The healthcare component associated with the program is one of those intangibles that helps distinguish Rite Aid’s loyalty card from others on the market, especially as consumers today can rattle their keychains with a host of retailers’ loyalty cards. But none of those programs tie pharmacy into the front-end, and vice versa, quite like Rite Aid does. Only three months into the program, more than one-third of front-end sales (37%) and prescriptions filled (36%) are being made by wellness+ cardholders, according to Rite Aid’s June 23 analyst call.

Rite Aid also is generating quite a bit of marketing data through the card, enabling the retailer to better target market-specific customer groups. “We’re getting some very interesting views into the data,” Learish noted. “We’ve got a lot of transactions coming through now, enough to make the data really meaningful. Across every single metric—average basket size, average units/basket, scripts/basket, margin—the wellness+ customer on all of those metrics dramatically exceeds the non-wellness+ customer.”

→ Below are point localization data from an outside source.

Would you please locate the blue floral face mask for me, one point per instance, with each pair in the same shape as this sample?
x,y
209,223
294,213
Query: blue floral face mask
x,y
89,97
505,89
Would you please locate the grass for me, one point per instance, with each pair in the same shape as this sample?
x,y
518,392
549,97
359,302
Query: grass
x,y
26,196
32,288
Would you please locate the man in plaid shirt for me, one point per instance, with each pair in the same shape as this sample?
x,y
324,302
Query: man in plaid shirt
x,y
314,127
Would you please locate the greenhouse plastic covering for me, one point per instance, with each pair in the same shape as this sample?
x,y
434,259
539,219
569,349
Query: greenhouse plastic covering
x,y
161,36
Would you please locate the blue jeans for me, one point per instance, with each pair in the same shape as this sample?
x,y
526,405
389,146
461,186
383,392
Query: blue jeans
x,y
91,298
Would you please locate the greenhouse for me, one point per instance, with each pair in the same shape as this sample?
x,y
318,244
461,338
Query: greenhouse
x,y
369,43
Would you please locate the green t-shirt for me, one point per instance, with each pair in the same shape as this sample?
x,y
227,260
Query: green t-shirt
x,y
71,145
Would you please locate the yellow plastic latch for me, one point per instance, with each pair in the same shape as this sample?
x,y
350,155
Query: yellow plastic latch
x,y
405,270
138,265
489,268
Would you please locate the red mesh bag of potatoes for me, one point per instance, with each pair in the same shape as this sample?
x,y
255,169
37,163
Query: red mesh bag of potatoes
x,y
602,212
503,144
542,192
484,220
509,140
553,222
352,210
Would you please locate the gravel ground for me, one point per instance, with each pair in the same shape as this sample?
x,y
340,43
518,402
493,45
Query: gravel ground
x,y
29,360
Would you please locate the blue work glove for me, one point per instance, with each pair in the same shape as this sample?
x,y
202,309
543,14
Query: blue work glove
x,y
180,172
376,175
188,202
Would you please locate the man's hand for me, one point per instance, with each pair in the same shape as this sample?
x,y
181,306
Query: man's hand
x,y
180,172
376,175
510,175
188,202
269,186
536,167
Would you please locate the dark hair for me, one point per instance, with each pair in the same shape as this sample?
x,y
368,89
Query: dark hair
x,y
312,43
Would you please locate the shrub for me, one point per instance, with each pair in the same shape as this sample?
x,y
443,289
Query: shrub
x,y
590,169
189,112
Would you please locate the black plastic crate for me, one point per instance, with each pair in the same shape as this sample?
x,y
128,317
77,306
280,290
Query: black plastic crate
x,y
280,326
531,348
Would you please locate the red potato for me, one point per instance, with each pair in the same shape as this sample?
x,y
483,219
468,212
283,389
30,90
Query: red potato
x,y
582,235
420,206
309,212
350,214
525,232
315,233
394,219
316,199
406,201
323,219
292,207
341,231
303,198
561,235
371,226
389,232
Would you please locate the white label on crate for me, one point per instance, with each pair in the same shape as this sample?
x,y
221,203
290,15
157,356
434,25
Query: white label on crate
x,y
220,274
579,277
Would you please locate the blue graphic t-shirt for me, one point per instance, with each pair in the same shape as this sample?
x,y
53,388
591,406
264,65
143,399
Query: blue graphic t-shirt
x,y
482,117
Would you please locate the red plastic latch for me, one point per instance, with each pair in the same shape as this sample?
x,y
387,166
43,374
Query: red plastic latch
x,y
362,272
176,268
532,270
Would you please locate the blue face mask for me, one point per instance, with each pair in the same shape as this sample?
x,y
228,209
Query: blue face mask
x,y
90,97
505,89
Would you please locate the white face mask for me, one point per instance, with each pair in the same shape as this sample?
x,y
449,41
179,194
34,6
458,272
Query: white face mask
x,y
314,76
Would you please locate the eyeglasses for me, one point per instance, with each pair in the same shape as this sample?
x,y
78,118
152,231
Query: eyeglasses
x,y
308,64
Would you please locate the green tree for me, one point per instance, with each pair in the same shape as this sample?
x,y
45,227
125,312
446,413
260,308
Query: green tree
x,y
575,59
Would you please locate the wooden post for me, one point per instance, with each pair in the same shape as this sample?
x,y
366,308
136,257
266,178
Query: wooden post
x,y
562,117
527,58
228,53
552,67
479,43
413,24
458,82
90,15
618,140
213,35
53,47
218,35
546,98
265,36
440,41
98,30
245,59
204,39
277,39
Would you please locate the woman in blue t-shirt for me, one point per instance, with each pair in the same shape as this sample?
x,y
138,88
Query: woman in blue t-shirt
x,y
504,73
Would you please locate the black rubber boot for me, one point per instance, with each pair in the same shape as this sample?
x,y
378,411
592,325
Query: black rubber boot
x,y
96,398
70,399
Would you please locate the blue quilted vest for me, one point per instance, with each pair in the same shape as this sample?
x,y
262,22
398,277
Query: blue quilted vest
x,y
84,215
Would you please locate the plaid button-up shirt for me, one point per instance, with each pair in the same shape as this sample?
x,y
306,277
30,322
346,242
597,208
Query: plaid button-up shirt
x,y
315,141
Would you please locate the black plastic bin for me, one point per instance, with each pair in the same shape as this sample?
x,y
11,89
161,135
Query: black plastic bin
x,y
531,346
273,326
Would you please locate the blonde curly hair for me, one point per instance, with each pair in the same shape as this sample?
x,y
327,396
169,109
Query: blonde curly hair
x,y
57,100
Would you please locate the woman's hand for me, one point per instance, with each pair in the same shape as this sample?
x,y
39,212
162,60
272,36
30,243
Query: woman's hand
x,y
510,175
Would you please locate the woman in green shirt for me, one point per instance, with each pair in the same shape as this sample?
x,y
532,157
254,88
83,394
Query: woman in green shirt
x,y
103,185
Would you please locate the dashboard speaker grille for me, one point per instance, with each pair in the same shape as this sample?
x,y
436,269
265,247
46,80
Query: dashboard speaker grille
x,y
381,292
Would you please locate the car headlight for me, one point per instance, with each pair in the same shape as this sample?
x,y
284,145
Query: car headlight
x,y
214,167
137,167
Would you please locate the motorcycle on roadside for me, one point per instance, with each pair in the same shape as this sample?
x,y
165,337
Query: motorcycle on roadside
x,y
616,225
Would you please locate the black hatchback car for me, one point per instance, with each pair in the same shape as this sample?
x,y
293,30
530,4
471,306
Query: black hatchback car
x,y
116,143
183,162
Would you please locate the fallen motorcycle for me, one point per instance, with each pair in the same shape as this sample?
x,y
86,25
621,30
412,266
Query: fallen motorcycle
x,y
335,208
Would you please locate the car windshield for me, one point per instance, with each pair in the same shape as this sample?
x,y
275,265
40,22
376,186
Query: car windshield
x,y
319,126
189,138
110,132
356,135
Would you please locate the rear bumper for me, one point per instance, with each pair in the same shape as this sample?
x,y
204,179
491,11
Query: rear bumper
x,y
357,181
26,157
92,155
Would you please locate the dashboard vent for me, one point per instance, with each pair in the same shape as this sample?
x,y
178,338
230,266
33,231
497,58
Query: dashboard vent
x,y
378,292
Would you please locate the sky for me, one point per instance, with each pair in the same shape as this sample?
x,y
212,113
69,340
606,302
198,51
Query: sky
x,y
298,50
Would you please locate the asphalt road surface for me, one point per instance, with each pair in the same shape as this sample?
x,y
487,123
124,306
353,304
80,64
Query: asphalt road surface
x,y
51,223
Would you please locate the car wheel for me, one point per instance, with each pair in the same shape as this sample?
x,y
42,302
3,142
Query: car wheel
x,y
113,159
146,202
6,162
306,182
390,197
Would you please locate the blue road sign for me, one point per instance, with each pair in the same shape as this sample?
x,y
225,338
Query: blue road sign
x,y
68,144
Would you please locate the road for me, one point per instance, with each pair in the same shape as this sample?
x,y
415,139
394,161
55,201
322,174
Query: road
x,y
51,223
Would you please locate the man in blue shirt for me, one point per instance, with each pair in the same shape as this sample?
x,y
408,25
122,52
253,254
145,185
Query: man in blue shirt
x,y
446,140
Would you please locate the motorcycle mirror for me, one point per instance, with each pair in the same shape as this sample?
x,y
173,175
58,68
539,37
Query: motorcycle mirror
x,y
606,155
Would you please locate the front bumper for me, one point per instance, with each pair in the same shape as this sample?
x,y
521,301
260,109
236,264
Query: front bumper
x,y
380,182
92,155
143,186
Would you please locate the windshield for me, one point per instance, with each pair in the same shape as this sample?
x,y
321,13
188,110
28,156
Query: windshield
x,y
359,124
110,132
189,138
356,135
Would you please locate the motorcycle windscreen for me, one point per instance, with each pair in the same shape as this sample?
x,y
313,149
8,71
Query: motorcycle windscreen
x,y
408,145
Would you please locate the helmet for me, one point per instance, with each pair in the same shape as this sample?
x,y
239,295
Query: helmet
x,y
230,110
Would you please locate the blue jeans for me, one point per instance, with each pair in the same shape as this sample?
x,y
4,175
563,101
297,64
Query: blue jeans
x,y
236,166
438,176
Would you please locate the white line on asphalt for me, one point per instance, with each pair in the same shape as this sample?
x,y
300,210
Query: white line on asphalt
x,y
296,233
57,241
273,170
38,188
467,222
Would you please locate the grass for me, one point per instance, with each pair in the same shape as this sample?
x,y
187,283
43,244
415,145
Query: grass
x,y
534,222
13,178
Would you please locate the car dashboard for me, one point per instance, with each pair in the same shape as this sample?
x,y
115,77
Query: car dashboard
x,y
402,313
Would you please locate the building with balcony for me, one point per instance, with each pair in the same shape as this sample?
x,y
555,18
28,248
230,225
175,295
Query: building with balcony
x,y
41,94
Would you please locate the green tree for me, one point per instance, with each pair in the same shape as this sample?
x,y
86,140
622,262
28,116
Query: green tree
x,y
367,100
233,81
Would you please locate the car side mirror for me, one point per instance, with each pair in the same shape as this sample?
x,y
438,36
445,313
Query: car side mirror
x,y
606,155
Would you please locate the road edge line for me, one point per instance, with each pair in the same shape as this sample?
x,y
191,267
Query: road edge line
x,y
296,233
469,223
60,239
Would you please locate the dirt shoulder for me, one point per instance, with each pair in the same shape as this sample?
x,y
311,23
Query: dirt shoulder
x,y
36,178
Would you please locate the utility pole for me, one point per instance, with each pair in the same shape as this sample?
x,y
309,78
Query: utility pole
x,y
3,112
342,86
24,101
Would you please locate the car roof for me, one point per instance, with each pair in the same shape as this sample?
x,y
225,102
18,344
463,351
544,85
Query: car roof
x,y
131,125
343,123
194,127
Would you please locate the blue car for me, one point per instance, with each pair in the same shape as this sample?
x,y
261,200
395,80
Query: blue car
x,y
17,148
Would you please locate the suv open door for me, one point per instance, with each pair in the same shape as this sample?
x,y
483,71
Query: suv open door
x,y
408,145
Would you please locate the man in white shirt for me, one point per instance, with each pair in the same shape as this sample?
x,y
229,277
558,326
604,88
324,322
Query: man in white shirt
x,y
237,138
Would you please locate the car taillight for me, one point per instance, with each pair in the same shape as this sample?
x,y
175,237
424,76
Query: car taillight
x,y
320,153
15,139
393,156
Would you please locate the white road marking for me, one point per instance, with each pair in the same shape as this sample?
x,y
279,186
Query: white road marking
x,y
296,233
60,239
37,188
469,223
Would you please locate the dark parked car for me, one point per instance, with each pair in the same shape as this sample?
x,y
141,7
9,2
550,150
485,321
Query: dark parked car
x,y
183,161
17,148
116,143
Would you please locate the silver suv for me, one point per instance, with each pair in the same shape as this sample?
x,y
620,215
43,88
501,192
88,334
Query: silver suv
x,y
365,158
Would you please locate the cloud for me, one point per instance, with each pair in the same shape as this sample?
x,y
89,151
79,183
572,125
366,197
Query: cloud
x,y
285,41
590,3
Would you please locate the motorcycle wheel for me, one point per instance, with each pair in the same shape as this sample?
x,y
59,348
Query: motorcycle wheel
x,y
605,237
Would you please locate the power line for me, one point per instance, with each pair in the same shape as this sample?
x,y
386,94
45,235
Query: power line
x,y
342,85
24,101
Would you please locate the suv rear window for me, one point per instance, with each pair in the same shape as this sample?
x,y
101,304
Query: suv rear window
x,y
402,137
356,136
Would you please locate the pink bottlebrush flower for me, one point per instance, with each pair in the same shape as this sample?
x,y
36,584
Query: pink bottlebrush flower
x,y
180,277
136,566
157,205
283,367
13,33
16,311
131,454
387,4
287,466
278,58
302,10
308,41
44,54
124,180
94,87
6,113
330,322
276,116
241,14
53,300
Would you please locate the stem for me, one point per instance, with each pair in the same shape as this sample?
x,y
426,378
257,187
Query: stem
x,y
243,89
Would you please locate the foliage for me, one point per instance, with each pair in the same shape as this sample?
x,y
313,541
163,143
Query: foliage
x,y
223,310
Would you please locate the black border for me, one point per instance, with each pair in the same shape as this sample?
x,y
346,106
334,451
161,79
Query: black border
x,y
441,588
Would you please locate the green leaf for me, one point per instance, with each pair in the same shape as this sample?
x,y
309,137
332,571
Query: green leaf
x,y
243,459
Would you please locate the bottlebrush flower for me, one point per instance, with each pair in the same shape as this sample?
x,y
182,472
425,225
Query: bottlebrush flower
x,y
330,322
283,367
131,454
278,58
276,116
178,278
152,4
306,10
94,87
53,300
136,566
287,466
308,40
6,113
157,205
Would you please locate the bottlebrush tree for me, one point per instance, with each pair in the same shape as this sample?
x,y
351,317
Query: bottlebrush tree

Going forward, as that data stream continues to become more robust, Rite Aid will be better able to target front-end-only customers and convert them into crossover customers—customers who both fill their prescriptions at Rite Aid and shop the front-end. For example, a cardholder identified as a front-end-only shopper now can be target-marketed around the benefits of transferring his or her prescriptions to Rite Aid—a $25 gift card and a much faster way to accumulate wellness+ points.

And the potential to capture and grow the number of prescription patients is significant. According to the chain’s annual meeting presentation, 71% of Rite Aid’s total shopper base currently shop the front-end only; and 24% shop both the front-end and fill prescriptions at the Rite Aid pharmacy. However, looking only at the prescription patients serviced by Rite Aid, 85% of those customers also shop the front-end.

So, enticing more patients to transfer their prescriptions to Rite Aid not only should boost pharmacy sales, but front-end sales as well. Pilot stores that tested the wellness+ offering before its national launch in April boasted a $37.09 average basket size, compared with an average basket size of $35.01 in those stores that did not yet offer wellness+ during the program’s pilot phase.